Search code examples
talend

Catch data errors in Talend


I have some data that occasionally has errors that need to be checked/validated rather than be loaded to my target system.

How can I do this? For example:

Input:

Local number
------------
789-523

Output:

LocalNumber
------------
789-523

This kind of value needs validation. There should be another number at the last. How I can I get this kind value in my input file and put it on a separate file for validation?


Solution

  • At a high level you'll need to define what you consider data errors using some components and use those to filter the data.

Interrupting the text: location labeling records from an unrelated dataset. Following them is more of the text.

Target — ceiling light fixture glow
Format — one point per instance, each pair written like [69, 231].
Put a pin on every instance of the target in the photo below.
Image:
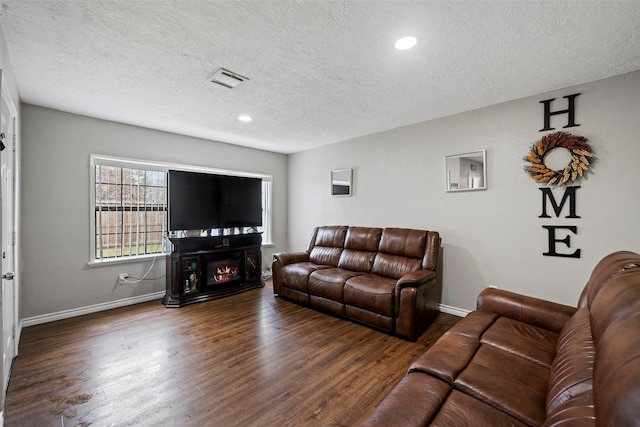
[406, 43]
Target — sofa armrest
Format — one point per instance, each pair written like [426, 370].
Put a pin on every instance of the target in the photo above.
[284, 258]
[416, 303]
[538, 312]
[414, 278]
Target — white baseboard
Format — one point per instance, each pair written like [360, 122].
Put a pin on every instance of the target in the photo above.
[65, 314]
[453, 310]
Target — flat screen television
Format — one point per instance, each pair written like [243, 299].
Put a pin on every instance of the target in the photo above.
[204, 201]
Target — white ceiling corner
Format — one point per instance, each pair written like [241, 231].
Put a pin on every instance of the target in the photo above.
[319, 72]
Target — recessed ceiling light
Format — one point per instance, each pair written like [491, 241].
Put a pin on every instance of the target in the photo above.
[406, 43]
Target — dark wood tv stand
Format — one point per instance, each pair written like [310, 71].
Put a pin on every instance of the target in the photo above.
[206, 268]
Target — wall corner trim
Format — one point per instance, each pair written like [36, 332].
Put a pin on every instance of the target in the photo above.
[453, 310]
[65, 314]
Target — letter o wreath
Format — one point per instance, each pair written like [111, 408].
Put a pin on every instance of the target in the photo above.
[581, 158]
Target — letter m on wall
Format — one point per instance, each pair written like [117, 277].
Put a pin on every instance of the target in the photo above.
[569, 194]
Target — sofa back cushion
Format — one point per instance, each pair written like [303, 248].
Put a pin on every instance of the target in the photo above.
[326, 244]
[400, 251]
[608, 267]
[572, 369]
[360, 246]
[615, 324]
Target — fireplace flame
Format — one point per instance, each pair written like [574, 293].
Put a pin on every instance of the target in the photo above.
[225, 274]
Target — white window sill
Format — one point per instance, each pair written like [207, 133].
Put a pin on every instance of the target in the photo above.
[127, 260]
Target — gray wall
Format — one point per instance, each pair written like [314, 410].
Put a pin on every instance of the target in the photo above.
[56, 209]
[491, 237]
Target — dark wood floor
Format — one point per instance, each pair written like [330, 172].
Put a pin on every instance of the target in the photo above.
[247, 360]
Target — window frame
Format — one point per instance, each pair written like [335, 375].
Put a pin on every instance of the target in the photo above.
[104, 160]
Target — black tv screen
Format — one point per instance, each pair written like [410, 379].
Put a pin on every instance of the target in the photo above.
[203, 201]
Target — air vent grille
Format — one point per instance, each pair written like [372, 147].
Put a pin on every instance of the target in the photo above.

    As an example you might have the following data:

    .--+-----+-----------+--------------------+--------+-----.
    |id|name |phone      |address             |city    |state|
    |=-+-----+-----------+--------------------+--------+----=|
    |1 |Bob  |02071234568|165 Lake Tahoe Blvd.|Richmond|MN   |
    |2 |Susan|02071234567|345 E Fowler Avenue |Helena  |CA   |
    |3 |Jimmy|foobar     |222 Tully Road East |Bismarck|MA   |
    |4 |Janet|07811111111|230 Camelback Rd    |Boise   |GB   |
    '--+-----+-----------+--------------------+--------+-----'
    

    I'm using British phone numbers here for US address' and states but that's because I can't think of any useful US phone numbers :)

    Here we want to check whether the phone number is valid and whether and the state is valid too. For now we're just going to print the results of everything to the console using a tLogRow but equally this could be any kind of output including log files, databases or even the Talend Data Stewardship Console. A quick job might look like this:

    Data validation job layout

    To check whether the phone number is valid (and also optionally standardise it to a predefined format) we can use the tStandardizePhoneNumber component:

    tStandardizePhoneNumber component

    This then adds some columns to your schema including whether the phone number is valid and also a standardised output.

    We then use a tMap to filter on whether the phone number is valid and at the same time replace the number with the provided standardised phone number (in this case an international formatted phone number):

    tMap to filter valid and invalid phone numbers

    After this we can use a lookup to a list of valid US states and inner join this in a tMap to check if the state is valid. We also use this opportunity to get the full state name:

    tMap to filter valid and invalid US states

    This general principle applies to how you apply any data validation: use a component or some logic (either in a tMap or something like a tPatternCheck) to determine if the data is valid and then use a filtering component (the tPatternCheck is already a filtering component) to direct your output.

    If you're looking to validate more basic things such as the metadata of the data e.g., the length of the column or the data type then you can use a tSchemaComplianceCheck to filter rows of data that don't match the predefined schema.